A Revised History Doomed to Repeat Itself

The recent violent deaths of Ahmaud Arbery, Breonna Taylor, George Floyd, and other Black Americans have compelled many to use their influence to work toward substantive social change. Though I don’t doubt the sincerity of my many friends and colleagues throughout the industry to do the right thing, I wonder if this newfound desire to stand up against racism will truly last.

Recently VF Corporation president Steve Rendle says that at his company, which now owns The North Face, “Racism is not welcome…it never has been and it never will be.” I know from personal experience that statement, at least as far as TNF is concerned, isn’t true. Racism is not limited to acts of physical violence or the segregation of lunch counters and drinking fountains. Racism can also include the failure of a company or an entire industry to create a professional environment in which everyone is welcome and encouraged to participate.

A few days ago, Timberland, another VF Company, re-released an ad from 1993 that affirms its intention to “Give Racism The Boot.” The message shared on social media is an effort to illustrate the shoe brand’s long legacy of social justice. But those of us paying attention at the time may recall that this ad was met with more than a little skepticism. Senior management had freely admitted that it was a naked attempt to reluctantly court an emerging “urban” market of young consumers.

“If you hear that hip-hop kids are wearing Timberland boots and women are wearing Timberland boots with sun dresses at a Donna Karan fashion show, that’s coin in current dollars. But how in the world is that sustainable?” said Jeffrey Swartz, then Timberland’s executive vice president and grandson of the company’s founder, as quoted in the New York Times.
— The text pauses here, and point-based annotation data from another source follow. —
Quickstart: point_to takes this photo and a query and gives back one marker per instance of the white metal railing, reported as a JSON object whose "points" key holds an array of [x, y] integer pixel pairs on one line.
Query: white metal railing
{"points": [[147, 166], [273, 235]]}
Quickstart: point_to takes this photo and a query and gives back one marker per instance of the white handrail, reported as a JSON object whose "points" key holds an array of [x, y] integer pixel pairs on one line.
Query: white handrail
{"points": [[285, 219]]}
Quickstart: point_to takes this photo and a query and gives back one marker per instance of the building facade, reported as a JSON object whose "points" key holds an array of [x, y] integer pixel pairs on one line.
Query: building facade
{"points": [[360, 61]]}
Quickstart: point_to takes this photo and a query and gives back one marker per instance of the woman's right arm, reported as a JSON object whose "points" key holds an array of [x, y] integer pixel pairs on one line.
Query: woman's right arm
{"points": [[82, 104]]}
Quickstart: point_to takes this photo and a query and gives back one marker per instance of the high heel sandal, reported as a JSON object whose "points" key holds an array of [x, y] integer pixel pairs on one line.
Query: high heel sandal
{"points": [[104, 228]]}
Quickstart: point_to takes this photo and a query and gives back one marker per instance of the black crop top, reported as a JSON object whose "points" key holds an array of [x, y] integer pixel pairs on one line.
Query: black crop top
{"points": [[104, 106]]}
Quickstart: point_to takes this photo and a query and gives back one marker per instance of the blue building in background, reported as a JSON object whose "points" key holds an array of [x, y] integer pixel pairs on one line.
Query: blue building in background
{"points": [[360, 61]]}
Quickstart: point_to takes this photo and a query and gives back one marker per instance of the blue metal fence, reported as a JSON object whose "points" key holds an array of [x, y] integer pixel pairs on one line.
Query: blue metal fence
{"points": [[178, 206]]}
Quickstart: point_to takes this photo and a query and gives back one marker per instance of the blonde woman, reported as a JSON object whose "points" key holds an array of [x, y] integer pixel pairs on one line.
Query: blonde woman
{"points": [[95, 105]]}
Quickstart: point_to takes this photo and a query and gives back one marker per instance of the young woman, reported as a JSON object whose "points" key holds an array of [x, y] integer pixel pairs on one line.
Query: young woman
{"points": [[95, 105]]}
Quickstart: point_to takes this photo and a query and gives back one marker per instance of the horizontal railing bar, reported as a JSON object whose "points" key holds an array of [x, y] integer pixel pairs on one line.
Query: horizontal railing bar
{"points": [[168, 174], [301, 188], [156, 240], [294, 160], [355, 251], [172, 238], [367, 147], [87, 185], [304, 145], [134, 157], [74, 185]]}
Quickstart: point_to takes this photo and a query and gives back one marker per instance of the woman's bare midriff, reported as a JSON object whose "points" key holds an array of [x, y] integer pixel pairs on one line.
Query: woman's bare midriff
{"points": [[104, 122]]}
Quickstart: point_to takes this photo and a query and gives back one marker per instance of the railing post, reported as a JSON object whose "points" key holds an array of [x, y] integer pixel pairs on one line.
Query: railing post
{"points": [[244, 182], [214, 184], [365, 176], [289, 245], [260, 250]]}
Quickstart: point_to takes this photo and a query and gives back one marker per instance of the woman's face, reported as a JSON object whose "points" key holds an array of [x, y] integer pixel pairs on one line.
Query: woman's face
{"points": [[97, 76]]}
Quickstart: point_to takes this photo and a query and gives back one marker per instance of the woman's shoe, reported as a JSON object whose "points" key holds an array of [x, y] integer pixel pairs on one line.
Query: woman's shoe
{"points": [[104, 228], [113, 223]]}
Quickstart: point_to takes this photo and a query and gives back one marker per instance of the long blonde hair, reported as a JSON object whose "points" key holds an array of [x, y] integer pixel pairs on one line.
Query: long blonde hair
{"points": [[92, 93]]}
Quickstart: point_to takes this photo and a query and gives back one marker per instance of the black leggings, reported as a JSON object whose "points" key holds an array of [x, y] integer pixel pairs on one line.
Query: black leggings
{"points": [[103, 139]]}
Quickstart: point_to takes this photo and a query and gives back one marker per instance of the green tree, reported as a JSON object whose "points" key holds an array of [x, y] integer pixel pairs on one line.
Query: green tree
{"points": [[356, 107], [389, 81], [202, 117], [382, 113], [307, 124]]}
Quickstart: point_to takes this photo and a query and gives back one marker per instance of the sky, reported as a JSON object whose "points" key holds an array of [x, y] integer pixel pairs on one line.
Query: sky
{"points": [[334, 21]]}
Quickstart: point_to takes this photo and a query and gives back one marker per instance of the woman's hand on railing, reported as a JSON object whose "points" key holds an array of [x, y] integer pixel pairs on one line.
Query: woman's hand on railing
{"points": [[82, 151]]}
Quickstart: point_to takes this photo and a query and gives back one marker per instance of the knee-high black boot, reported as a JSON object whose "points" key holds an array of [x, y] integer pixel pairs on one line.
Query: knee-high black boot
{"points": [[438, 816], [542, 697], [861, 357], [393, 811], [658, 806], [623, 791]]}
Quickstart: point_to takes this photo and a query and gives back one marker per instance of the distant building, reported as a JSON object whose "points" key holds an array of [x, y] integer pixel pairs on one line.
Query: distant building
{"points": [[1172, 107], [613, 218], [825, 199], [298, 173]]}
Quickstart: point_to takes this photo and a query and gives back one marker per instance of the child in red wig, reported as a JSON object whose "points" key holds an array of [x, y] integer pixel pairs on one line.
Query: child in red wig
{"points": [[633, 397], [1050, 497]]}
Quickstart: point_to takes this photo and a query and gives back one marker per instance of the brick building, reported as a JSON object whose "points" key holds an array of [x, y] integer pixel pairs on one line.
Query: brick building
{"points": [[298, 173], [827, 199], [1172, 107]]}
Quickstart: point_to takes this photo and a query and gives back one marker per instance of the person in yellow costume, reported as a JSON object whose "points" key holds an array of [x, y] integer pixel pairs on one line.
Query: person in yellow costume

“Mr. Swartz flatly denied any plan to dissociate his company’s name from young, black and Hispanic consumers in America’s inner cities for the sake of the company’s image,” wrote Times reporter Michel Marriott. “In fact, he said he was pleased that a new market had sprung on its own. ‘Their money spends good,’ he says. But he also stressed his position that public taste is fickle and that he was not going to ‘build his business on smoke.’”

This very cynical view of America’s youth culture of 1990s, which was heavily influenced by the rise of hip hop, was common among many outdoor-facing brands. Despite a growing affection among people of color for down, fleece, Gore-Tex and other technical fabrics, the outdoor industry wanted nothing to do with them, except to take their money.

“The youth market came after us,” said Jason Russell, then the director of marketing for Carhartt, to the Times. “’Fine, they like to wear what we make. But we will never go after that market aggressively.’ To do that, Mr. Russell added, ‘we would be walking away from our roots.’”

I’ve been in this business long enough now to see a bit of our history repeating itself. How much of our current interest in diversity, equity, and inclusion is a response to the existential threat of losing a share of a growing market largely comprised of Black and Brown people? Are we truly prepared to deny the white-male-dominated roots for our past to embrace a new demographic of consumers that include the plus sized, the disabled, the indigenous, those who don’t speak English, members of the LGBTQ+ community, and other marginalized people?

If we’re serious about addressing issues of DEI, we must do more than just declare that Black Lives Matter. We have to deliberately and explicitly create opportunities for people from all walks of life to not only succeed in the outdoor industry but to thrive. Each of us must be prepared to make room in the first-class cabin and in the C suites. We might even have to give up our seats. The ride in coach is just as good, as long as we all get to where we’re going together. Otherwise, any efforts to move forward may as well be built on smoke.